The summer of 1945 was unusually good in Sweden. The German soldiers built roads and rodeten forest. They appealed to sports fields and helped the Swedish farmers in the field. They played foot and handball. They organized boxing and chess tournaments. Organized theater evenings and founded Dance Orchestra.
In the documents of the Scientific Commission of the federal government for prisoners of war story reads: "As a Swedish official and unofficial side of the often witnessed was the morale of the German internees extraordinarily high, the discipline and the organization completes perfect. Not least, the general and an excellent work will particularly appreciated. "
The internees were better food than in the years to the front in the east. They received the same allocation of cigarettes as the soldiers of the Swedish army. The officers and crews were on time every ten days paid service pay: twelve teams crowns; NCOs 16, and warrant Leutnante 20 crowns, Oberleutnante 24 crowns, etc. Just in time every Saturday, the body laundering changed, including two towels, handkerchiefs and socks. As the internees Board received the Swedish army board. Weekly Zählappell once was. The military guard was very human, warehousing zaun consisted of a simple wire fence with smooth, similar to the coupling of a pasture. With the Swedish population, there were very pretty good contact soon. With the outside world, they stood by the press and broadcasting in touch. There were Swedish, German and Swiss newspapers, each company received a radio apparatus. Even thought the Swedish government scrupulously to international agreements on the treatment of military personnel interned. So it was the Germans easily on the order of conditions in the defeated Germany to wait.
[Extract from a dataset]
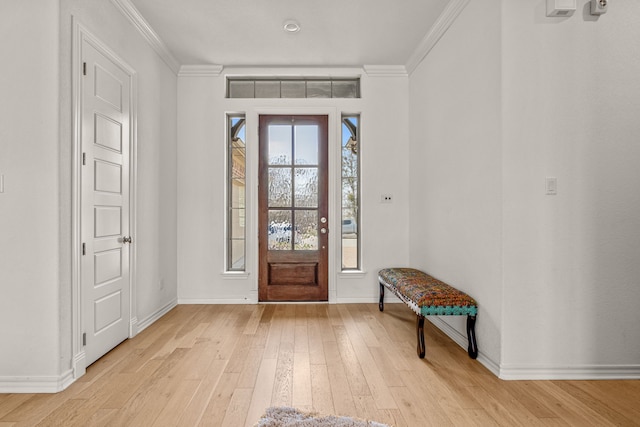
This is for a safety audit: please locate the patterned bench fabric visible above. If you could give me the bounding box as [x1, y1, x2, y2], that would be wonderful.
[378, 268, 478, 316]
Soon, they believed, they would return to the homeland.
But the idyll has floated the disaster that eventually more than 2500 German soldiers took with them.
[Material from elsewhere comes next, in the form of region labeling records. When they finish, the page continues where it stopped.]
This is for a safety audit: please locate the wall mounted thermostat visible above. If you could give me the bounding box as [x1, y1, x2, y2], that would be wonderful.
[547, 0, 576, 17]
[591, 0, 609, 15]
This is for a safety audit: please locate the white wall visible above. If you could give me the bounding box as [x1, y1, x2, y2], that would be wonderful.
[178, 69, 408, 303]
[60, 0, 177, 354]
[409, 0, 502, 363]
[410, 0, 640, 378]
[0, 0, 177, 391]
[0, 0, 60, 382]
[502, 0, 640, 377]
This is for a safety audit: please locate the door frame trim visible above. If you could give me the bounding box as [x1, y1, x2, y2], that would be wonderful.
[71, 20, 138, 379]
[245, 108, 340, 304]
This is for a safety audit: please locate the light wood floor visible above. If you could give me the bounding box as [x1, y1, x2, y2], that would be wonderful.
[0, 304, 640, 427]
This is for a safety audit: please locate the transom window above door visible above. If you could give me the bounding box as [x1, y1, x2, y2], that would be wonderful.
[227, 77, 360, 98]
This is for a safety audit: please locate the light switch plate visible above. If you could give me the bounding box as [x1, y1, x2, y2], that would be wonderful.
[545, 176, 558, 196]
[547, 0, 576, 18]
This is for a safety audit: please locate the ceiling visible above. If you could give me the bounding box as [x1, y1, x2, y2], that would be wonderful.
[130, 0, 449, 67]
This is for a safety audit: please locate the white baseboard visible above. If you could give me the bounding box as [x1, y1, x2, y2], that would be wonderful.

In Stockholm was in the summer of 1945 an all-party government - except the Communists - in office. At the top was the Social Democrat Per Albin Hansson.
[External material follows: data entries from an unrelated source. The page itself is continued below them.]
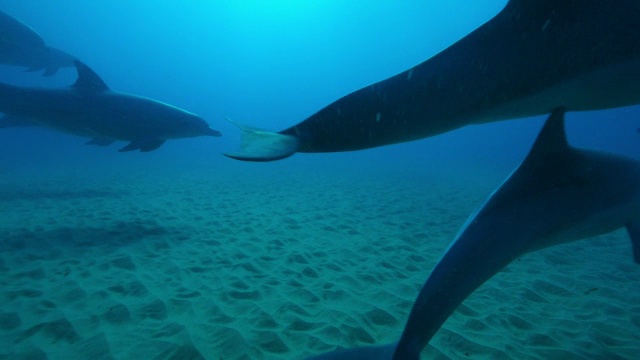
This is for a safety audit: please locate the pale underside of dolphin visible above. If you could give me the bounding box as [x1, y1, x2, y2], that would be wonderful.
[0, 61, 221, 152]
[225, 0, 640, 161]
[304, 109, 640, 360]
[0, 10, 76, 76]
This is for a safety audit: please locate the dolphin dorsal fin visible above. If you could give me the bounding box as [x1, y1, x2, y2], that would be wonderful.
[523, 107, 571, 164]
[73, 60, 109, 92]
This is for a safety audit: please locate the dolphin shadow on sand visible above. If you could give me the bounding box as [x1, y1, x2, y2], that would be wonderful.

On 2 June 1945 over the Soviet envoy Tschrenyschew, representing the ambassador Mrs. Kollontai, the Swedish Foreign Minister Günther a note. They asked the Russians, the Swedes, those interned in Sweden and Baltic German soldiers of the German Wehrmacht extradite to Moscow at the time of the capitulation on the eastern front had fought and after the capitulation fled to Sweden.
The text of the note was not very urgent. It contained no warnings or even threats.
The Swedish Foreign Ministry asked the Prime Minister Per Albin Hansson two answers on the note prepared. One, in the desire of the Russians was resolved. A second, in which the request was rejected.
Prime Minister Per Albin Hansson read the note by the Russians and the draft answers. He asked no reflection. He also sat down with the Western allies in touch. He chose between breakfast and lunch for the extradition of the Germans.
And also on the willingness, the internationally controversial demand of the Russians to meet, said the Swedish Government is ready to extradite those soldiers who already before the capitulation in Sweden had sought refuge and are therefore in the whole way hesonderer under international legal right of asylum status. This not only contradicted all international conventions on prisoners of war, but also the current international and asylum law. On 11 June 1945 advised the Foreign Affairs Committee of the Swedish Reichstag 87jährigen under the chairmanship of King Gustaf V, as a tennis player was known about the desire of the Russians. The day was hot, the meeting lasted a long time, the issue of extradition of the Germans stood at the end of the agenda.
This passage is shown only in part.